Cela conduit à un doute généralisé, d’autant plus difficile à exprimer dans des conversations que chacun a peur de se voir accoler une étiquette infamante (complotiste, antisémite, pro-Poutine, destructeur de la Terre ou amish, …) s’il les exprime, ou s’exprime de manière maladroite. De ce que l’on observe, malheureusement, de plus en plus de gens sont tentés d’assumer ces étiquettes, de retourner le stigmate et d’aller au bout de ce genre de positions.
Mais où peut-on encore avoir ces discussions où l’on peut opposer une analyse critique rationnelle à ces doutes ? C’est difficile parce qu’il faut être suffisamment assuré pour orienter la discussion vers les structures plutôt que les faits divers. C’est difficile aussi parce qu’il sera toujours plus facile d’alimenter la machine à défiance. Quand notre interlocuteur nous dit : “tous pourris”, il est plus facile de répondre oui que de construire une réponse structurée – parce qu’on n’a pas non plus envie de “les défendre”, même si le problème ne vient jamais de l’individualité de tel ou tel personnage public mais de la constitution matérielle de la société.
Or, il y a beaucoup de moyens qui sont mis pour discréditer les émetteurs de telles pensées critiques.
Le fait qu’on n’ose plus s’exprimer, qu’un climat de tension et de peur s’installe, favorise l’émergence d’un espace public où seules des variantes d’extrême-droite peuvent tirer leur épingle du jeu.
Le problème dans cette situation est bien celui de la capacité à reconstituer des structures susceptibles de faire émerger un autre type d’espace public, de discussions, de rationalité. De relayer des analyses critiques audibles. Ce que nous continuerons d’explorer dans les prochains articles.
Bibliographie
Arendt, Hannah (1958). La Condition humaine. Paris : Gallimard / Calmann-Lévy.
Bourdieu, Pierre (1996). Sur la télévision. Paris : Liber-Raisons d’agir.
Coquard, Benoît (2019). Ceux qui restent. Faire sa vie dans les campagnes en déclin. Paris : La Découverte.
Mouffe, Chantal (2005). On the Political. Routledge. (Trad. française : Mouffe, Chantal (2005). L’Illusion du consensus. Paris : Albin Michel.)
Serna, Pierre (2021). L’Extrême Centre ou le poison français. 1789-2019. Paris : Champ Vallon.

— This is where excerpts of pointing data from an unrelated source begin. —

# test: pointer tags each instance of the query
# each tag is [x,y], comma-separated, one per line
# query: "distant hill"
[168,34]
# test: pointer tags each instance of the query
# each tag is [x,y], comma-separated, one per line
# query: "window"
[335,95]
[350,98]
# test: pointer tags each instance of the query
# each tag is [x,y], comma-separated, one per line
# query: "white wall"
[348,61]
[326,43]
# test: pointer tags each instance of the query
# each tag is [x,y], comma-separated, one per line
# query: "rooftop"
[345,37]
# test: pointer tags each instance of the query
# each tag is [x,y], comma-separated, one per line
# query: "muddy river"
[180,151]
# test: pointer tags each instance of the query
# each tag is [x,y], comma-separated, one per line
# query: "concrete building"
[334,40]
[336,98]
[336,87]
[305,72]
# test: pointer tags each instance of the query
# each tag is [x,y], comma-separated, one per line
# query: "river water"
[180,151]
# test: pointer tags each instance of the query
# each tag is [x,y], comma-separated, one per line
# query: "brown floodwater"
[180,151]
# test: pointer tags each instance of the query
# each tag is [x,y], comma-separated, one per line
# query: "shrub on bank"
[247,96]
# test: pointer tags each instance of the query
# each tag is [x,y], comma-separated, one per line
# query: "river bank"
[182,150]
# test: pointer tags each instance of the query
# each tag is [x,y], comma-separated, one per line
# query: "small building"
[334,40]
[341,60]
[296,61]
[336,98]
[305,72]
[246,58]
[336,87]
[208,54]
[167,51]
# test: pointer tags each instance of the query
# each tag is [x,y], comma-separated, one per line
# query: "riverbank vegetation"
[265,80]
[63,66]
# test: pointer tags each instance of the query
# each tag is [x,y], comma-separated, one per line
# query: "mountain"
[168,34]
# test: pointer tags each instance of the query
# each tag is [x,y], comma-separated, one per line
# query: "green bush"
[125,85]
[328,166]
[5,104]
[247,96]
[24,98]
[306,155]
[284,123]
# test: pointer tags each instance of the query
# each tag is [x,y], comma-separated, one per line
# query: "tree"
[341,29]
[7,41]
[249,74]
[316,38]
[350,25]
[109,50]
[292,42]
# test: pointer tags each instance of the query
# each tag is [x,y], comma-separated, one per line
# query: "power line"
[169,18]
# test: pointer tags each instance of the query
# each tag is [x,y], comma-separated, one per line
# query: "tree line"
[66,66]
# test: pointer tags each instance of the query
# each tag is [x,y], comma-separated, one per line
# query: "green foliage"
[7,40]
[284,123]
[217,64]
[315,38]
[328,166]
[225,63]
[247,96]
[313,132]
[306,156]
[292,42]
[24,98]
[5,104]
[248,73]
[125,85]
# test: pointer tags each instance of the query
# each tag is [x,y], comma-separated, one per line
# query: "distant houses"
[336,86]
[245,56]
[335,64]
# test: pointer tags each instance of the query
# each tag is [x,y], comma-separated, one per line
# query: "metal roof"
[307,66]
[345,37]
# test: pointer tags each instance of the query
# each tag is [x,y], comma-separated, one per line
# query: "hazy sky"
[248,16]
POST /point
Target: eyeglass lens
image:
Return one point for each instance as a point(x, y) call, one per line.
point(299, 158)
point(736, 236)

Torrès, Olivier et Le Moal, Mathieu (2024). “Catégorisation des stresseurs et des satisfacteurs de l’activité publique des maires-entrepreneurs de petites communes”. CIFEPME24, Quebec (Canada). ⟨hal-04845361⟩
Enquête IPSOS (2019). Le Débat public en France : agressivité et autocensure. Paris : Institut Montaigne.
Le Monde (2023). « Bernard Maris, une absence qui persiste dans le débat économique », Le Monde, 5 janvier.
Série télévisée : La Fièvre (Canal+, 2023), créée par Eric Benzekri.